Going a little farther afield

[personal profile] feotakahari 2014-04-22 12:36 am (UTC)(link)
I haven't read either of these books, but my general impression is that the point when you've doomed your story about terminal illness is when you start making the illness feel like something that would inevitably happen to a person like this. Or in other words, like your protagonist is so pure and so perfect that God just had to take her back, but not without giving her time to brighten the lives of those around her. It's not beautiful, it's macabre and repulsive.

To give an example, the novel Safelight by Shannon Burke has an FMC who dies of AIDS. The last paragraph has the protagonist observing a string of lights. One light suddenly burns out, and the other lights all brighten slightly. This is the third worst metaphor I've seen in my life, behind the cake as lost love in MacArthur Park and the repeatedly stubbed toe as racism in Apex Hides the Hurt, and it caps off a novel I wanted to like, but couldn't, because it took so much pain and suffering and made it feel so neat and tidy.

Re: Going a little farther afield

(Anonymous) 2014-04-22 12:49 am (UTC)(link)
"like your protagonist is so pure and so perfect that God just had to take her back, but not without giving her time to brighten the lives of those around her."

This is like the perfect description of The Fault In Our Stars >.< This is not, however, how Deadline is at all. There's a whole part where the protag realizes how terrible his death is gonna be for pretty much everyone around him and it isn't sugarcoated at ALL. The "happy" ending is basically just "well, the people he left behind managed to carry on with their lives although they miss him." AFIOS spends forever warbling on about how special and amazing the dying/dead person is and what a wonderful inspiration to everyone around them they were. It made me sick. Deadline, though, I thought was a really great look at a lot of heavy themes without making them maudlin or irritating. I actually got attached to the characters. But then imo pretty much everything Chris Crutcher writes is gold.
masu_trout: I ♥ this! ((PKMN) Clefairy *♥*)

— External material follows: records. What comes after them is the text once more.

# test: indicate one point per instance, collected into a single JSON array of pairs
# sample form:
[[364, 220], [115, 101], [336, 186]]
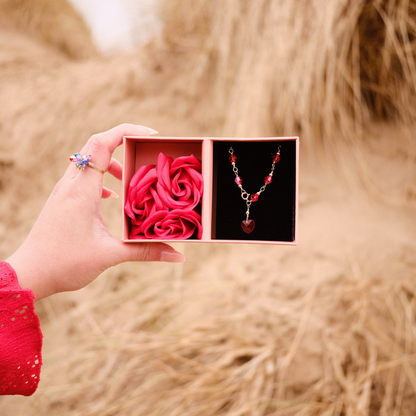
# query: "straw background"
[[324, 328]]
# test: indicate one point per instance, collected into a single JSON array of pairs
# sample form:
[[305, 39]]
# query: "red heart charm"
[[247, 226]]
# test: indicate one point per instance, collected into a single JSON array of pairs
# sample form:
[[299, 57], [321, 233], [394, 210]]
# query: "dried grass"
[[245, 331], [321, 69], [55, 23], [234, 356]]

[personal profile] masu_trout 2014-04-22 02:11 am (UTC)(link)
Oh man, Deadline! That was such a fantastic book. I've never read TFIOS, so I can't compare them, but I have a hard time imagining it measures up.

Deadline dealt with some seriously heavy subject matter, though. (That pedophilia subplot especially, wow.) I should definitely read it again sometime soon.